Remember what Brad Pitt says in Fight Club about immature men who can't commit: "We're a generation of men raised by women. I'm wondering if another woman is really the answer we need." Unable to stand the hopeless life he’s suddenly found himself in, Rabbit runs off to find good-time girl Ruth, introduced to him by his old basketball coach Tothero. She’s not a prostitute or escort exactly, but still a girl willing to take $15 from Rabbit, "for light and gas," as he says chivalrously. Of course everyone knows what transaction just went down; but did Rabbit really think he was paying to get out of his married life? That it'd be so easy? What could Ruth possibly offer him? Of course this good-time girl will represent another threat to his restless nature, especially when he finds out she doesn't believe in God. Even poor drunken Janice knows there's a God!
Jack Kerouac's epoch-making On the Road was published only a couple years prior to Updike's book, and these two works illuminate the typical male urge to flee, and both works provide a nice little dialectic about men on opposite sides of the social divide on the late '50s and early '60s. While Rabbit Angstrom could never in his entire life ever be as cool as Dean Moriarty or even the tagalong Sal Paradise, not stuck in a blue-collar western Pennsylvania town still dreaming of his high school basketball glories as he is, he does spend long hours early in the novel driving through that fabled American night. But instead of listening to Bird and Miles Davis on late-night radio, Rabbit is listening to "supper music, music to cook by": Connie Francis and Henry Mancini. Instead of envisioning how prose can replicate the leaping jittering notes of a jazz musician riffing, Rabbit "imagines himself about to shoot a long one-hander; but he feels he's on a cliff, there is an abyss he will fall into when the ball leaves his hands." Updike has indeed stated he meant Rabbit, Run to be a response to On the Road (I swear I didn’t know this when I began this post!), even though he hadn’t read Kerouac’s book.
Updike's writing can get a little stuffy, not surprisingly in the realm of sex; there are some “graphic” sequences that Updike has said his publisher was squeamish about. The book was published, of course, in the days when books like Lady Chatterley's Lover and Tropic of Cancer were still quite literally banned in the USA--but Updike does find some mileage in sexual in-explicitness: poor Ruth ruminates "[Men] wanted some business their wives wouldn't give, in from the back which she didn't mind it was like being a hundred miles away once you get adjusted, or with the mouth. That. What do they see in it?" Or how about, “He feels underwater, caught in chains of transparent slime, ghosts of the urgent ejaculations he has spat into the mild bodies of women.”
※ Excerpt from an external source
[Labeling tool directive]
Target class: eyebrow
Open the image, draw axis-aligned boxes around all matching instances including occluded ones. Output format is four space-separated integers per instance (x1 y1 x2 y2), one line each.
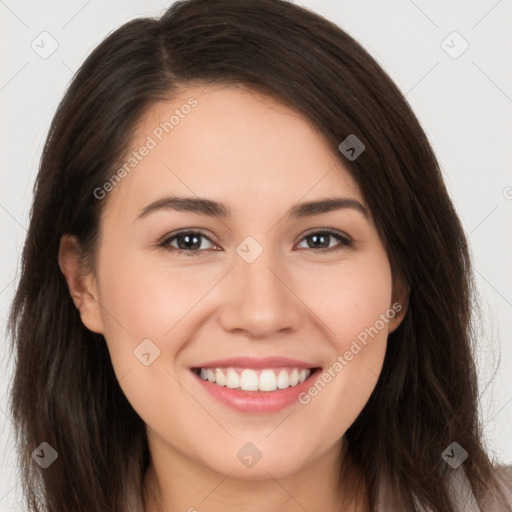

Jack Eccles, a young Episcopalian pastor from the neighborhood, finds something to salvage in the Angstrom’s strained marriage, but his noble efforts cause strife in his own. His wife dismisses Eccles’ sympathy, feels it impedes on his feelings for her, and indeed, mocks his faith, mocks his notion that even a bad marriage is still a sacrament. Rabbit and Eccles wife meet several times in an awkward ballet of misunderstandings and misplaced desire. In the end, though, despite pregnancy, reconciliation, death and an open final confrontation with Ruth, it is Rabbit’s old coach from high school, Tothero, who has any wisdom to impart: “Right and wrong aren’t dropped from the sky. We. We make them. Against misery. Invariably, misery follows their disobedience…”I’m sold now on Updike and Rabbit Angstrom, excited and intrigued by his sometimes obtuse, sometimes supple, sometimes glorious prose, and already am scouring used bookstores and eBay for a nice vintage copy of the 1971 continuation, Rabbit Redux. And Roger’s Version from 1986 looks really good as well, the story of a college professor whose student tells him he can prove the existence of God with a computer program.